The goal of this report is to explains my exploratory analysis and my goals for the eventual shiny app and algorithm for text prediction. The motivation for this report is to: 1. Demonstrate that I’ve downloaded the data and have successfully loaded it in.2. Create a basic report of summary statistics about the data sets.3. Report any interesting findings that I have amassed so far.4. Get feedback on your plans for creating a prediction algorithm and Shiny app.
Load dependencies and read in the 3 files: Blog, Twitter and News to understand their size, word structure and frequency.
library(readtext)
library(stringr)
library(reshape2)
library(ggplot2)
library(gridExtra)
d <- "D:\\Coursera Data Science\\Data Science Capstone\\final\\en_US\\"
f <- list.files(path = d)
FileInfo <- lapply(f, function(x){
rFile <- paste0(d,x)
fsize <- (file.info(rFile)$size)/(1024*1024)
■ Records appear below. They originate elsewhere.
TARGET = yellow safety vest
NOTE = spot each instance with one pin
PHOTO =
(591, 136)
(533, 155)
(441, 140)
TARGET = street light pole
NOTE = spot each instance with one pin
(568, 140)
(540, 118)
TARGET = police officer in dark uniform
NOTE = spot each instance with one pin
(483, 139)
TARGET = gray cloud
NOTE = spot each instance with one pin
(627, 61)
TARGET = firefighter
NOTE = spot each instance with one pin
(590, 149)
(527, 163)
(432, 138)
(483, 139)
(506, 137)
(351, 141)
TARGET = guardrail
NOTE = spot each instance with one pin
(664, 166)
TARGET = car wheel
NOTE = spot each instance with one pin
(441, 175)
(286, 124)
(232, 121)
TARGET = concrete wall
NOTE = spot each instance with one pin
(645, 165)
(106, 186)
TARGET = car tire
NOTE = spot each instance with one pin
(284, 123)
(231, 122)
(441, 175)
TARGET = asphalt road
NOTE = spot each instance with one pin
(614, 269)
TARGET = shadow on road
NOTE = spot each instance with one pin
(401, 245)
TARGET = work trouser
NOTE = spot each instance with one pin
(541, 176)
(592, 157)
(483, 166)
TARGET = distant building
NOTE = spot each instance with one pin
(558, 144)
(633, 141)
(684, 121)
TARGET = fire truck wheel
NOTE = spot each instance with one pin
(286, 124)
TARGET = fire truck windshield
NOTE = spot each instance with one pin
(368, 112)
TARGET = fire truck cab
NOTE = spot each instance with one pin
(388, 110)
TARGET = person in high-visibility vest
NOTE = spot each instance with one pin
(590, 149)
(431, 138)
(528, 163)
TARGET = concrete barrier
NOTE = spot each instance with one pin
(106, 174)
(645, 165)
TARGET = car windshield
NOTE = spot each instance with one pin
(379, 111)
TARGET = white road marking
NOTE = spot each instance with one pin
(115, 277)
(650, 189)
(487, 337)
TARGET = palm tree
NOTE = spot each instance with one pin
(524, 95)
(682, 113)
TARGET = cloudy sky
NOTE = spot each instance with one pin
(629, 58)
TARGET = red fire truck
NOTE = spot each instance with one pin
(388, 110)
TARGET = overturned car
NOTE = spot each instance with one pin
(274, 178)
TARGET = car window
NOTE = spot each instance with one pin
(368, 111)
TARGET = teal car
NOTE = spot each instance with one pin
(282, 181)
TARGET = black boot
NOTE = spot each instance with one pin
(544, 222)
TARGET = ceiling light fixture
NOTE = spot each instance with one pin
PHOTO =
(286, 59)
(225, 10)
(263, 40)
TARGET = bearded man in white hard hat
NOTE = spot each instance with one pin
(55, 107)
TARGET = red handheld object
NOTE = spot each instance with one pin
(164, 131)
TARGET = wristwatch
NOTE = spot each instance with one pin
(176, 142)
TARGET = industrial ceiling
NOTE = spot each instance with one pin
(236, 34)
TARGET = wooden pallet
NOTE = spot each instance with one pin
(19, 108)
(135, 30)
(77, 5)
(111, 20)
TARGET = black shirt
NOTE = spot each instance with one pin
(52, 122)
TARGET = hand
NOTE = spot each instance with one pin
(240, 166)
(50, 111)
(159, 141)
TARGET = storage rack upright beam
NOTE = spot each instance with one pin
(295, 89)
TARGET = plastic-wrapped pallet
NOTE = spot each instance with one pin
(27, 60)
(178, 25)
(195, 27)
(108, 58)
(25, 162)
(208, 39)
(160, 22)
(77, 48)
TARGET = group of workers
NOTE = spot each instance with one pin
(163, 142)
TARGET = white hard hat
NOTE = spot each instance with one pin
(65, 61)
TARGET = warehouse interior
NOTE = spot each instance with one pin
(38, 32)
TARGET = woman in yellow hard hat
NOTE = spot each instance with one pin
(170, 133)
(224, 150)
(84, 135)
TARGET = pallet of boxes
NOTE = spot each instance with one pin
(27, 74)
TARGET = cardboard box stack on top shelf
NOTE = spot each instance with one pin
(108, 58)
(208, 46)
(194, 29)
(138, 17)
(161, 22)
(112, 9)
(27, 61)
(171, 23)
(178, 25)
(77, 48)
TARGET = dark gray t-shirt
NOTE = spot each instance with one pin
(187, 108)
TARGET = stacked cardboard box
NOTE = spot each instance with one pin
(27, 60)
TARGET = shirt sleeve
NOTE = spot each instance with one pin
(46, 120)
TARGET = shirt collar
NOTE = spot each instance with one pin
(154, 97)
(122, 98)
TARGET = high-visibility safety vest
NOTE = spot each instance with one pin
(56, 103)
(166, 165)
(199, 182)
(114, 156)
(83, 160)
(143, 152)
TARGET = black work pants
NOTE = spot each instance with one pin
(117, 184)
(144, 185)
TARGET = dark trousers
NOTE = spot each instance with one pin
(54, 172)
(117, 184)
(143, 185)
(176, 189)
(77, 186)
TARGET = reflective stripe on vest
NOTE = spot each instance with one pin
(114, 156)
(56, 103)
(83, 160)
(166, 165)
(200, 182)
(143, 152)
con <- file(rFile, open = "r")
rLines <- readLines(con)
nChars <- lapply(rLines, nchar)
aveChars <- mean(unlist(nChars))
maxChars <- which.max(nChars)
nWords <- str_count(rLines,pattern = "\\w+")
aveWords <- mean(nWords)
return(c(x, round(fsize,2), length(rLines), maxChars, round(aveChars,2), round(aveWords,2)))
close(con)
})
df <- data.frame(t(sapply(FileInfo,c)))
colnames(df) <- c("File.Name", "Size(MB)", "No.Lines", "Max.Chars", "Ave.Chars", "Ave.Words")
df
## File.Name Size(MB) No.Lines Max.Chars Ave.Chars Ave.Words
## 1 en_US.blogs.txt 200.42 899288 483415 231.7 42.92
## 2 en_US.news.txt 196.28 77259 14556 203 35.67
## 3 en_US.twitter.txt 159.36 2360148 1484357 68.8 13.19
From the table, the 3 file sizes are of almost equal size. We will explore further on the structure of the contents in terms of number of lines, characters and words.
df_melt <- melt(df, id="File.Name")
g <- ggplot(df_melt[df_melt$variable %in% c("No.Lines", "Max.Chars"),]) + aes(x=File.Name, y=as.integer(value), fill=variable) +geom_bar(stat = "identity", position = "dodge")
g2 <- ggplot(df_melt[df_melt$variable %in% c("Ave.Chars", "Ave.Words"),]) + aes(x=File.Name, y=as.integer(value), fill=variable) +geom_bar(stat = "identity", position = "dodge") + scale_fill_hue(l=30)
grid.arrange(g, g2, nrow=1)
The figure on the left shows the number of lines and the maximum characters of the 3 files. We can see that Twitter contains the most lines. This is expected as Twitter is short 140-280 characters per input. Whereas News contains more words per line or paragraphs.
The figure on the right shows the average characters and words per content type. Bogs and News has simliar characteristics whereas Twitter contains shorter words.
We can conclude that Blogs and News share many common characteristics whereas Twitter is the odd one amongst the 3. Do we want to include Twitter in building our prediction model?
I would go with yes. Because if we build it with only Blogs and News, it would skew towards a certain way of writing. Since we are not building an app for a particular kind of user, we would have to include other ways of writing that more informal and short in nature.